Module defining helper functions for PSY-CRIS.

posydon.active_learning.psy_cris.utils.calc_performance(dfs_per_iter, cls_name='linear', regr_name='rbf', resolution=400, verbose=False, **kwargs)[source]

Calculate accuracy and confusion matrix.

Given a list of pandas DataFrames, iterate over them and calculate the accuracy and confusion matrix for synthetic data sets.

Parameters
  • dfs_per_iter (list) – List of pandas DataFrames containing training data to train an classifier on and then compare to the true background distribution.

  • cls_name (str, optional) – Name of classifier to train.

  • resolution (int, optional) – Density per axis of the grid used to oversample the true background.

  • verbose (bool, optional) – Print some helpful info.

Returns

  • acc_per_iter (array) – Array conatining overall accuracy of interpolator per iteration of training data.

  • conf_matrix_per_iter (list) – List of confusion matricies per iteration.
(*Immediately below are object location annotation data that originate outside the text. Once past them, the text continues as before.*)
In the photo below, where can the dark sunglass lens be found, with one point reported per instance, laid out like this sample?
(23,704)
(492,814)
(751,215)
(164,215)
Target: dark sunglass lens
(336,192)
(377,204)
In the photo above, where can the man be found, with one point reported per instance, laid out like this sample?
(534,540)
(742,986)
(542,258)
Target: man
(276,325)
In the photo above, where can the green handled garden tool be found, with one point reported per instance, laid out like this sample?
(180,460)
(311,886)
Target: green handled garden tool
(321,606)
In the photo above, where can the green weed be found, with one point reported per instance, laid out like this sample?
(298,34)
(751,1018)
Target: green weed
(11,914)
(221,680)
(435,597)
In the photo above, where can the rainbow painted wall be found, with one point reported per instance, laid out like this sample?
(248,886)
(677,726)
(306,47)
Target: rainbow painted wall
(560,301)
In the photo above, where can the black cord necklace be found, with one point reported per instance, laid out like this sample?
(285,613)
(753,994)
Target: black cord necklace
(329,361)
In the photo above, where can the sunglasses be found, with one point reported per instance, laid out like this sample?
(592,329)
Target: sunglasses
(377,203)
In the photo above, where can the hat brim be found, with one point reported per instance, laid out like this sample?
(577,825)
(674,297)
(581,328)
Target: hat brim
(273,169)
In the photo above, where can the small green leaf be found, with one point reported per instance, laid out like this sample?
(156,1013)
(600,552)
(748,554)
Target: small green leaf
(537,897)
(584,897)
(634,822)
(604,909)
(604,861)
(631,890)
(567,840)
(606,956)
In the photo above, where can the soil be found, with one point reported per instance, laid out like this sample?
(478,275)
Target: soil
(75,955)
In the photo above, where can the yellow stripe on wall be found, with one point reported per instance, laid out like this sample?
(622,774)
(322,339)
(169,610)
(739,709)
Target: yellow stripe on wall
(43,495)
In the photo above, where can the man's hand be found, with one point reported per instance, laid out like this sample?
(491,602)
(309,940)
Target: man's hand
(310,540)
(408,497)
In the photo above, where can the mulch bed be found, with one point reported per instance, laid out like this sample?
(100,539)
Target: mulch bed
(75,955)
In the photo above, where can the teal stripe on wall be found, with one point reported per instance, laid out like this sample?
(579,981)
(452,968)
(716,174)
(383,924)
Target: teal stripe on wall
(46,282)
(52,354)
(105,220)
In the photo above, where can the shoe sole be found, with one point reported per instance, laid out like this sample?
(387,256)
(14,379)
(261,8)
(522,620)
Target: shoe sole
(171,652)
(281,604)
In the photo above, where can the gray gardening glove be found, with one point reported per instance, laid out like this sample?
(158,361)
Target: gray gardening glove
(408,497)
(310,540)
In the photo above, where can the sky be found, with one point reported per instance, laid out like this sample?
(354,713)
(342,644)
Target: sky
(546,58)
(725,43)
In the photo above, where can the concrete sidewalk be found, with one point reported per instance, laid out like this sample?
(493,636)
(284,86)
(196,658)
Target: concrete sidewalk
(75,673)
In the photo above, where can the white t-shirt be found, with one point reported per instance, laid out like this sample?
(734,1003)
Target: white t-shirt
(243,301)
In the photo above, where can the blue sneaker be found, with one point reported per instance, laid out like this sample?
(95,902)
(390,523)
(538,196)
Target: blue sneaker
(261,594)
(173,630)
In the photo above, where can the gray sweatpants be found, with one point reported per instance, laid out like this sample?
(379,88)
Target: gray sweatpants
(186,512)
Calculated using ‘get_confusion_matrix’.

  • regr_acc_per_iter (list) – List of regression accuracy terms.

posydon.active_learning.psy_cris.utils.calc_regression_accuracy(all_regr_abs_frac_diffs, cdf_cutoff_limits=None)[source]
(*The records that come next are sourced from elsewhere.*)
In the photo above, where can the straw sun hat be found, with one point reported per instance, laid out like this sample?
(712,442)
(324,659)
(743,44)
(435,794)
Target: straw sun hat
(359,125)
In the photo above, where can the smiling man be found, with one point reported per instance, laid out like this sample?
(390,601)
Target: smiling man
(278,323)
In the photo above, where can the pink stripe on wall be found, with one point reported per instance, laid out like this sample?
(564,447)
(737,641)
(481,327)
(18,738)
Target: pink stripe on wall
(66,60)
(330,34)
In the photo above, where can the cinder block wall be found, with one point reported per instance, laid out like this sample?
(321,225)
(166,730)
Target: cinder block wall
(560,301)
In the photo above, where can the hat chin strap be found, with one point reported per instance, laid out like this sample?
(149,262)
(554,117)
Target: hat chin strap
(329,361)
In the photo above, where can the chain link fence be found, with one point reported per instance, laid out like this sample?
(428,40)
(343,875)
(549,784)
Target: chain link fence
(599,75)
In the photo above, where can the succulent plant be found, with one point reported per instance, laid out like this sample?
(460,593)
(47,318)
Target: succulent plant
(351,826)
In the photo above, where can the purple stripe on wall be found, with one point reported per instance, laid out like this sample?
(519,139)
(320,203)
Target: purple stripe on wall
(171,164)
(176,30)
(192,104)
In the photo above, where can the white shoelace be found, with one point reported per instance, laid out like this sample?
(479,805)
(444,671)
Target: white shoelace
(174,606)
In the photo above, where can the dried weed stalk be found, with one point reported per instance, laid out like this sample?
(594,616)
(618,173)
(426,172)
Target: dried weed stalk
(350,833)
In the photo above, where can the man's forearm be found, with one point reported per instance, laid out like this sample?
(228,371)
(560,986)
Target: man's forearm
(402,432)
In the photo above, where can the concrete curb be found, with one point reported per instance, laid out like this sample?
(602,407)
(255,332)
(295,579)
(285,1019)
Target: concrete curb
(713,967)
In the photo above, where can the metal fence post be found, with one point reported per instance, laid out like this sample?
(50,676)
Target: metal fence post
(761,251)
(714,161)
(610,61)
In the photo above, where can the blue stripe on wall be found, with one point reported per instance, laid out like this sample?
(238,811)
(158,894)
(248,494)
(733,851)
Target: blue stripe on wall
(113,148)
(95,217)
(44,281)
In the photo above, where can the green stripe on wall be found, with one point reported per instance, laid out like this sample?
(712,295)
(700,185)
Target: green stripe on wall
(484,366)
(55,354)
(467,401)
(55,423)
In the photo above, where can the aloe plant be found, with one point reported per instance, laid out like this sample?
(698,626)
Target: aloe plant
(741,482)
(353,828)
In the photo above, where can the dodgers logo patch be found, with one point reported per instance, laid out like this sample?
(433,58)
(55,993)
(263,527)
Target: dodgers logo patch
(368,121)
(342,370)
Calculate the the fractional change at which the cdf_cutoff is below.

For a given distribution of absolute fractional differences: calculate the the fractional change at which the cdf_cutoff is below.

For 50% of the data set, the range of frac diffs is [0,?].
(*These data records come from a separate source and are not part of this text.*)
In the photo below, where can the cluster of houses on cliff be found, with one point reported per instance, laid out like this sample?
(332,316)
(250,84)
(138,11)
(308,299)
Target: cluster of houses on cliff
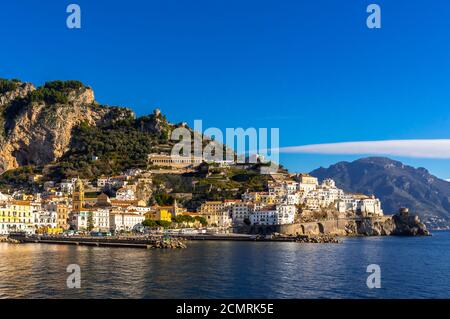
(287,199)
(72,205)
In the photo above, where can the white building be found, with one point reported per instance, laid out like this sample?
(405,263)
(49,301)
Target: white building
(125,194)
(273,215)
(45,218)
(124,221)
(99,220)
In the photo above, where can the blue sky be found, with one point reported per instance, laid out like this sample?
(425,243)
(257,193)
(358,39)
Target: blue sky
(311,68)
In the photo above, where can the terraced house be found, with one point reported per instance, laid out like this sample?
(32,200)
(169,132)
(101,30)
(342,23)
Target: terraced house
(16,216)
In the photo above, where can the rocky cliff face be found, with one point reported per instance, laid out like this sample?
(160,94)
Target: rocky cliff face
(36,129)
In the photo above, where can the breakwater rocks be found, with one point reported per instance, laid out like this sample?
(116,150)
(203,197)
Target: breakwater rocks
(172,243)
(4,239)
(131,242)
(319,239)
(401,224)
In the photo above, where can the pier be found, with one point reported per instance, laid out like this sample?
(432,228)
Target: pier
(131,242)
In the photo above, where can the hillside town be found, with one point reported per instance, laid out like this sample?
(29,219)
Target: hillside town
(79,205)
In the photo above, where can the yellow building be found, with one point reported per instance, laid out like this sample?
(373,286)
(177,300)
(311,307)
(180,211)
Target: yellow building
(78,196)
(160,213)
(62,213)
(16,216)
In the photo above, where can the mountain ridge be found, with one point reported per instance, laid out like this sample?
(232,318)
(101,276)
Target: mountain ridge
(396,184)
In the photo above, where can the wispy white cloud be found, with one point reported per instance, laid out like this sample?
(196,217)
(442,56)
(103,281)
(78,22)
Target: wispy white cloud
(432,148)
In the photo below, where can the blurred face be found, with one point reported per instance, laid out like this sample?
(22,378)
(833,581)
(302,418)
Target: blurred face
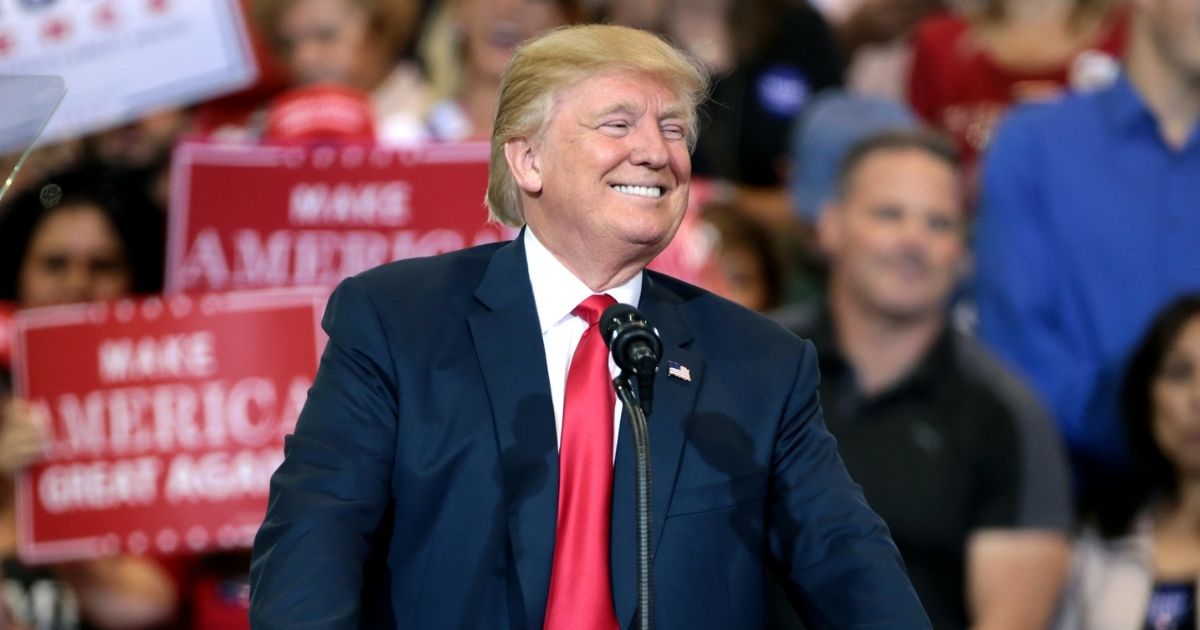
(1175,27)
(1176,401)
(144,142)
(331,41)
(895,241)
(73,256)
(744,277)
(495,28)
(611,169)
(What is not being asked: For a frac diff of 10% what fraction of the data has a frac diff <= that number. )

posydon.active_learning.psy_cris.utils.check_dist(original, proposed, threshold=1e-05)[source]

Check euclidean distance between the original and proposed points.

Proposed points a distance >= threshold are accepted.

Parameters
  • original (ndarray) – Original points previously run.

  • proposed (ndarray) – Proposed points for new simulations.

  • threshold (float, optional) – The theshold distance between acceptance and rejection.

Returns

proposed_above_thresh_for_all_original – True if the distance between the proposed point is >= threshold.

Return type

bool, array

Notes

The purpose of this function is to not propose points that are some threshold away from already accepted points.

posydon.active_learning.psy_cris.utils.do_dynamic_sampling(N_final_points=100, new_points_per_iter=20, verbose=False, threshold=1e-05, N_starting_points=100, jitter=False, dim=2, length_scale_mult=0.33, percent_increase=None, show_plots=False, **all_kwargs)[source]

Run cris algorithm iteratively.

For a given number of starting and ending points, run the cris algorithm iteratively in step sizes of new_points_per_iter. After each iteration, query points are identified using the original 2D snythetic data set.

Parameters
  • N_starting_points (int) – Number of starting points to being cris iterations on a 2D grid sampled from the original 2D synthetic data set.

  • N_final_points (int) – Number of points to converge to after iterating with cris.

  • new_points_per_iter (int, array-like) – For every iteration the number of new query points for cris to propose.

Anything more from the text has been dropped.